Generators & Yield
Master the mechanics of suspendable functions. Learn how to use Generators for custom iteration, bidirectional data flow, and high-performance asynchronous streaming.
The Mechanics of Suspension
Unlike regular functions that follow a "Run-to-Completion" model, **Generator Functions** (`function*`) can pause their execution context and yield control back to the caller. When resumed, they maintain their entire internal state (variable values, program counter, lexical scope).
// Architectural Logic: Pause & Resume
// Generator functions do not run to completion immediately.

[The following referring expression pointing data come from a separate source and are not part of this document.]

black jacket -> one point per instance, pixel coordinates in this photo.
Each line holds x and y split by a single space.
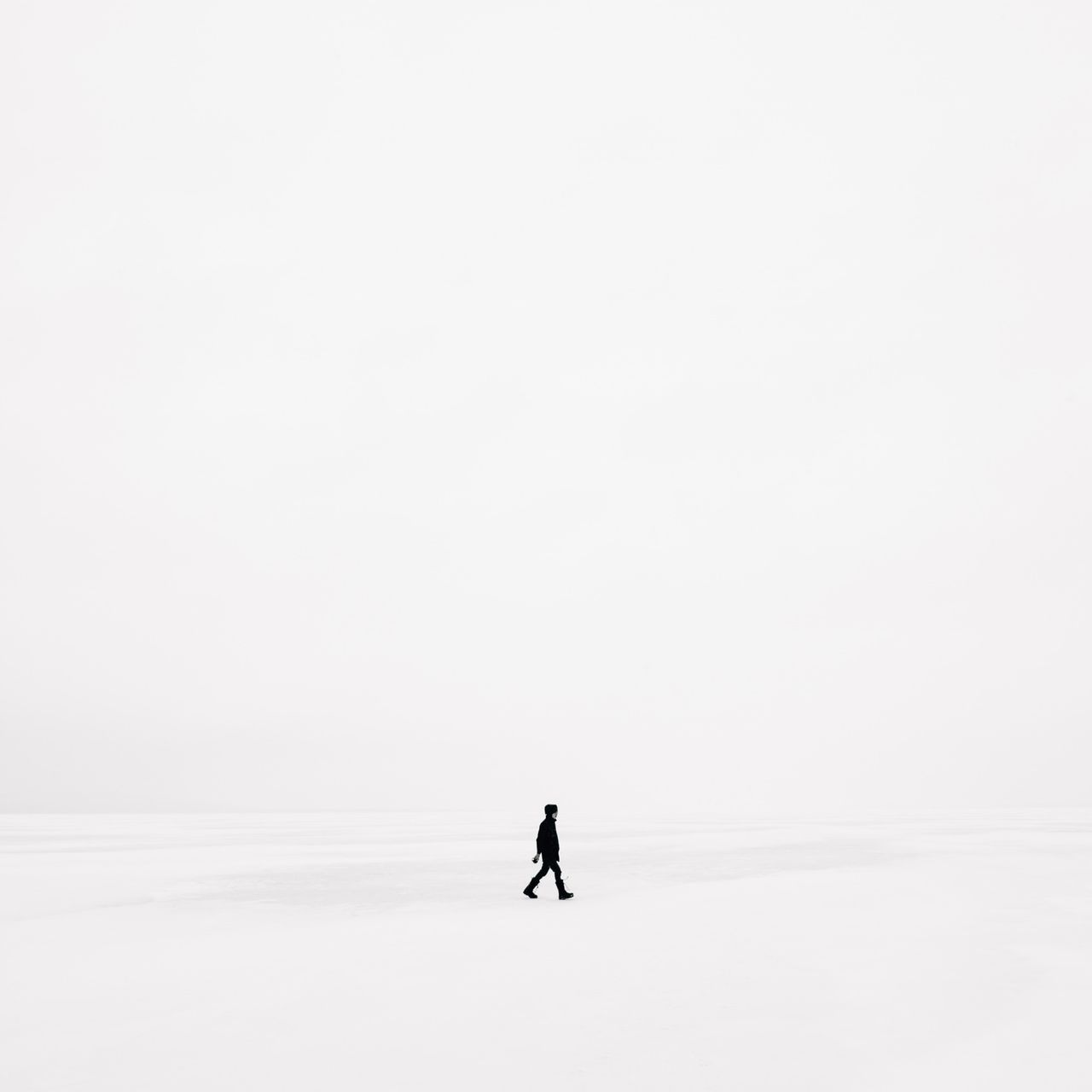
547 839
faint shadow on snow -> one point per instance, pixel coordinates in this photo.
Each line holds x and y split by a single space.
600 872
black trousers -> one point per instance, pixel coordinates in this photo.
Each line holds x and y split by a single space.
547 865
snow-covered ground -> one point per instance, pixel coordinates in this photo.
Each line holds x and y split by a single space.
154 954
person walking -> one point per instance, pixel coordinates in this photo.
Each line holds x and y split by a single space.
547 847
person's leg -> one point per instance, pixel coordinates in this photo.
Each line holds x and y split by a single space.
542 872
557 877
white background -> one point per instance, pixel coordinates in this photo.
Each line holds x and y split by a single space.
638 405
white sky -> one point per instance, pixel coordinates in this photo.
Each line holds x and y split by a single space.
675 405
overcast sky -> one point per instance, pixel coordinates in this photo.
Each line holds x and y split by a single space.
634 405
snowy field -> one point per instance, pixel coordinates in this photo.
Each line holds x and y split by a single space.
154 954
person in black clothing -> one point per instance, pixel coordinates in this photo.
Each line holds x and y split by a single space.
547 846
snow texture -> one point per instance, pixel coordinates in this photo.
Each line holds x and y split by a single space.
394 951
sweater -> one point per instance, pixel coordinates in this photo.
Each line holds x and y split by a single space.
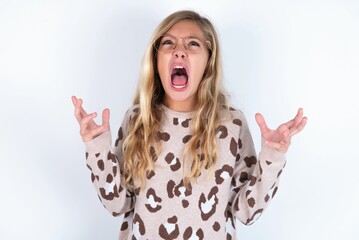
240 186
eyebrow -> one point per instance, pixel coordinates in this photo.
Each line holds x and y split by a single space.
189 36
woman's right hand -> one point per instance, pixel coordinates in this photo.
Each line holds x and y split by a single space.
88 128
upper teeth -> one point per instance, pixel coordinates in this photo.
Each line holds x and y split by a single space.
178 67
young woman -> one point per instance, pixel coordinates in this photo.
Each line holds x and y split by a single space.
183 165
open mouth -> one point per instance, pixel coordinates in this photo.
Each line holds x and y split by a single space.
179 77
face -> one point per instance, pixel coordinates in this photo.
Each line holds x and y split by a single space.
181 64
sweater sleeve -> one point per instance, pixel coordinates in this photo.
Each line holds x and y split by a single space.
255 179
105 163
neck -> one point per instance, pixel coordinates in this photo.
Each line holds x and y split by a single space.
179 106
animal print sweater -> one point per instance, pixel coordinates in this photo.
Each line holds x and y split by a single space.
241 185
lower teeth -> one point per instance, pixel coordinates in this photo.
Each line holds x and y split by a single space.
179 86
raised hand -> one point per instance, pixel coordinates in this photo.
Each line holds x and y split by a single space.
88 127
280 138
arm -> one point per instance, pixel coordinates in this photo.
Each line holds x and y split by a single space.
103 160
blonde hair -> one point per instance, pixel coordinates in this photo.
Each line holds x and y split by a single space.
141 145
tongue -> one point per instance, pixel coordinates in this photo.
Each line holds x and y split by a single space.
179 80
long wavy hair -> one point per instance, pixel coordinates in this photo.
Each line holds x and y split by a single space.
141 145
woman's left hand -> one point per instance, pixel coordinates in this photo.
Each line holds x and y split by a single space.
281 137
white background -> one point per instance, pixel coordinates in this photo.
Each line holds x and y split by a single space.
278 56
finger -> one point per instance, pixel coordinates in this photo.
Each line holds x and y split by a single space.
74 100
79 111
106 118
84 124
300 126
261 123
278 146
293 122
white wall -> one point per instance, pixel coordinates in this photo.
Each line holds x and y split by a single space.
278 56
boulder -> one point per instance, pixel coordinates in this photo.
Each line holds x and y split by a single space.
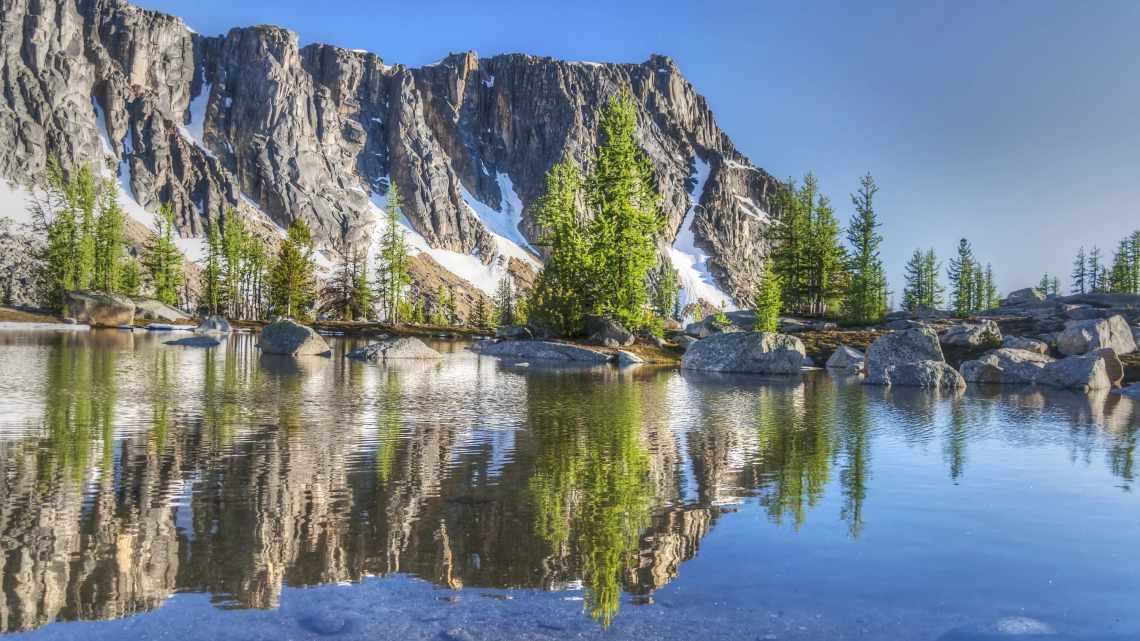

function* statefulProcess() {
console.log('Phase 1: Initializing');
yield 'READY'; // Suspension point 1
console.log('Phase 2: Processing');
yield 'IN_PROGRESS'; // Suspension point 2
console.log('Phase 3: Finalizing');
return 'COMPLETE';
}
const it = statefulProcess();
console.log(it.next()); // Logs Phase 1, { value: 'READY', done: false }
console.log(it.next()); // Logs Phase 2, { value: 'IN_PROGRESS', done: false }Bidirectional Communication
Generators are not just for producing series of values; they are **state machines**. You can pass data *into* the generator when resuming it via `next(value)`. The value passed becomes the result of the `yield` expression inside the function body.
// Engineering Pattern: Bidirectional Communication
// We can send values BACK into the generator via next(arg)
function* energyGrid() {
const consumption = yield 'Current Demand?';
console.log(`Received Demand: ${consumption}MW`);
if (consumption > 100) {
yield 'Activating Backup Generators';
} else {
yield 'Grid Stable';
}
}
const grid = energyGrid();
console.log(grid.next().value); // 'Current Demand?'
console.log(grid.next(150).value); // 'Activating Backup Generators'Async Generators & Streaming
In modern engineering, **Async Generators** are the gold standard for handling memory-efficient data streams. Instead of waiting for a 100MB JSON response to fully download, you can `yield` items as they are parsed, significantly lowering the "Time to First Interaction."
// Production Pattern: Async Data Streaming
// Perfect for handling Paginated APIs or WebSockets
async function* liveLogStream(resourceId) {
let cursor = null;
while (true) {
const response = await fetch(`/api/logs/${resourceId}?cursor=${cursor}`);
const { logs, nextCursor } = await response.json();
for (const log of logs) {
yield log; // Stream individual logs as they arrive
}
if (!nextCursor) break;
cursor = nextCursor;
}
}
// Consumption via for-await-of
for await (const log of liveLogStream('srv-01')) {
console.log('New Log:', log.message);
}Technical Insight: Performance and Memory
Generators are highly memory-efficient because they do not allocate entire arrays upfront. They only allocate memory for one item at a time (the one being yielded). This is critical when working with infinite sequences or massive datasets that exceed the available heap size.
Generator Best Practices:
- ✅ **Stream Processing:** Use `async function*` for large API responses.
- ✅ **State Machines:** Use Generators to manage complex UI logic (e.g., multi-step forms).
- ✅ **Yield Delegation:** Use `yield* otherGen()` to compose complex sequences.
- ✅ **Resource Cleanup:** Wrap yields in `try...finally` to ensure resources (like DB connections) close.
- ✅ **Early Exit:** Use `gen.return()` to terminate a generator from the outside.